Set in Depression-era Yorkshire, England, Mr. and Mrs. Carraclough were forced to sell their collie, Lassie, to the rich Duke of Ruding. The duke took Lassie to his home in distant Scotland. His Granddaughter, Priscilla, (Elizabeth Taylor) sensed the dog’s unhappiness and arranged for her escape.

Imagine all of the perils Lassie encountered on her long trek home, dog catchers, violent storms and the rapids. She also met kind people who offered her aid and comfort. Lassie finally returned to her favorite resting place in Joe’s schoolyard where she was reunited with the boy she loved.

Budgeted for $666,000, it made $4,517,000 at the world-wide box office.,

Of course, a dog movie this successful initiated re-makes. One of the most successful was: “Homeward Bound: The Incredible Journey.” Released fifty years later, this movie featured three pets wrongfully separated from their family. The old member of the group, a Golden Retriever named “Shadow” voiced by Don Ameche, a cat named Sassy, voiced by Sally Field and, Chance,  a free-spirited American Bulldog voiced by Michael J. Fox who narrated the movie.

The film received positive reviews with the consensus stating, “Disney’s re-make of ‘Lassie Come Home’ successfully replicates, and in some ways improves upon, the simple charms of the original.”  The movie Made $57,000,000.

One of this trainer’s secrets in continuing the successful continuation of the Lassie brand was using several collies to play the part.

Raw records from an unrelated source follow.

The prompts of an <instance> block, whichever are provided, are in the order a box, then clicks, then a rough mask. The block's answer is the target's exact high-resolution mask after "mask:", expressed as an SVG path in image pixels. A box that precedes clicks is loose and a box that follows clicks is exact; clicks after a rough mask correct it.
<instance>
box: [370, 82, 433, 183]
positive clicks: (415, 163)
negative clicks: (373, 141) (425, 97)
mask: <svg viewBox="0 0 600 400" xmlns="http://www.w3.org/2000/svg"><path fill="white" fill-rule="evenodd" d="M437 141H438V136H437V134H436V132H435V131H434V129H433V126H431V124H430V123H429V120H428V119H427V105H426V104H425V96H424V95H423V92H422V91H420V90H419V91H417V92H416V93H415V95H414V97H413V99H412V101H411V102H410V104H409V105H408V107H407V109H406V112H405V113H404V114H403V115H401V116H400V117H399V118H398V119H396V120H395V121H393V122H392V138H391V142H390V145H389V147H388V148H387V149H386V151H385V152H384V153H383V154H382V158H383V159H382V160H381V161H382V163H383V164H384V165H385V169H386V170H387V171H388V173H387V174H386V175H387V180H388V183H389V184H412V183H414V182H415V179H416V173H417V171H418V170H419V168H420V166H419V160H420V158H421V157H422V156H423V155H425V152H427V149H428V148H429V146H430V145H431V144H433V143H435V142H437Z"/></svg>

To accomplish this, they bred thousands of collies to produce Lassies, each with a distinctive white blaze down their snouts. But only one Lassie at a time appeared onscreen or at public events. 

Rudd Weatherwax went on to train collies for the Lassie TV show that ran from 1954 to 1974. He also trained other dogs like the one who played Spike in the film, “Old Yellow” and the New York Mets first official mascot, a beagle named Homer.

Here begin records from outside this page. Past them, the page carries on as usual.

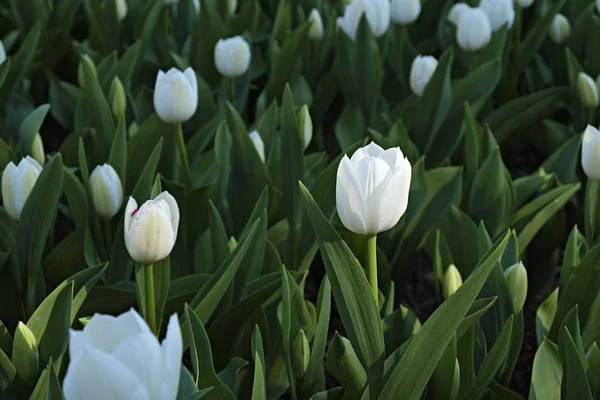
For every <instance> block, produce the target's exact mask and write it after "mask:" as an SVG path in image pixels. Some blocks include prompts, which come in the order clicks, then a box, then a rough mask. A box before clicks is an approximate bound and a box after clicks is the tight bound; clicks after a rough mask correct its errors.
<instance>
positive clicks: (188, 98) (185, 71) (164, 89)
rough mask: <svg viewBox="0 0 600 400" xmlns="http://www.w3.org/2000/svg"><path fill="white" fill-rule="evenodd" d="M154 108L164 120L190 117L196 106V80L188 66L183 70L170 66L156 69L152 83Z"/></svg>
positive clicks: (192, 113)
mask: <svg viewBox="0 0 600 400" xmlns="http://www.w3.org/2000/svg"><path fill="white" fill-rule="evenodd" d="M154 108H155V110H156V113H157V114H158V116H159V117H160V119H162V120H163V121H165V122H169V123H173V124H175V123H180V122H185V121H187V120H188V119H190V118H192V116H193V115H194V113H195V112H196V108H198V81H197V80H196V73H195V72H194V70H193V69H192V68H191V67H189V68H187V69H186V70H185V71H184V72H181V71H180V70H178V69H177V68H171V69H170V70H169V71H168V72H167V73H164V72H163V71H158V75H157V76H156V84H155V85H154Z"/></svg>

Bob Weatherwax became his father’s apprentice. He learned the interdisciplinarian roles needed to manage the Lassie brand. These included being the dog’s talent agent, pooch geneticist and acting coach.

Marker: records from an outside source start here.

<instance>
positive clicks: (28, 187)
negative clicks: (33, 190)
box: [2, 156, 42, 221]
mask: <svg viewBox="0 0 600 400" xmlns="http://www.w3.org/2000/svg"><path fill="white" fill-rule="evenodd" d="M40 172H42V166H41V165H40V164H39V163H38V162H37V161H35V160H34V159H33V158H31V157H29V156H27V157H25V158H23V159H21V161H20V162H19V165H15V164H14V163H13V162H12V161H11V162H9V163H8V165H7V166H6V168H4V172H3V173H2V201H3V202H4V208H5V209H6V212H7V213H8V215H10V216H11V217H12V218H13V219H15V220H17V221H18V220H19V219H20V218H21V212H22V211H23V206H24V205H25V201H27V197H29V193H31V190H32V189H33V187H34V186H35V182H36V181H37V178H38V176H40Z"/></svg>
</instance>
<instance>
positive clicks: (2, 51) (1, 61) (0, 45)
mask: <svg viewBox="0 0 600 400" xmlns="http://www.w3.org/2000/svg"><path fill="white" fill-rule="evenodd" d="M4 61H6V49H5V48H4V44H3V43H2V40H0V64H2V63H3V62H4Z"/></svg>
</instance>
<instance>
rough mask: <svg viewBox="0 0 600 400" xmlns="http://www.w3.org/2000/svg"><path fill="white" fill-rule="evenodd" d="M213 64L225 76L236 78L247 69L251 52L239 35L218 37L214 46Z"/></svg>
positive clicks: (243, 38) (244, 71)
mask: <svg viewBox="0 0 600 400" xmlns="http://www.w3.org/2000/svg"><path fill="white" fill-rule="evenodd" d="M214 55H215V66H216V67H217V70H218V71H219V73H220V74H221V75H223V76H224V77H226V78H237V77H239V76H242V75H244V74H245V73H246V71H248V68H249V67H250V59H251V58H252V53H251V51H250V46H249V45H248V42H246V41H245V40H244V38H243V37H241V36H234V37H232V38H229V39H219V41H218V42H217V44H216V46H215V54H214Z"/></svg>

Rudd died in 1985 and Bob Weatherwax embraced his Talent-manager role including traveling First-Class with his celebrity dog. “On a trip to promote the 1994 movie ‘Lassie,’ a successful attempt to revive the franchise, he and the film’s star stayed at the luxurious Rittenhouse Hotel where the celebrity collie dined on boiled chicken prepared by the chef and delivered by room service and washed down with distilled water.”

Bob’s bond with Lassie was enhanced when the collie saved his own life.

“When I was a toddler, my parents couldn’t afford a fence in the yard. They tethered me to a tree to prevent me from running off. I quickly learned how to free myself by unhooking the harness and, one day I decided to take off and explore the great big world beyond the tree.”

He wound up in the middle of the busy street in front of his house.

Pal, a.k.a. Lassie, “saw me and sensed that I was in danger and within seconds our famous collie was running toward me.”

The collie barked and nudged him back toward the yard.

“Lassie not only saved lives on the screen,” he wrote, “but also saved me in real life.”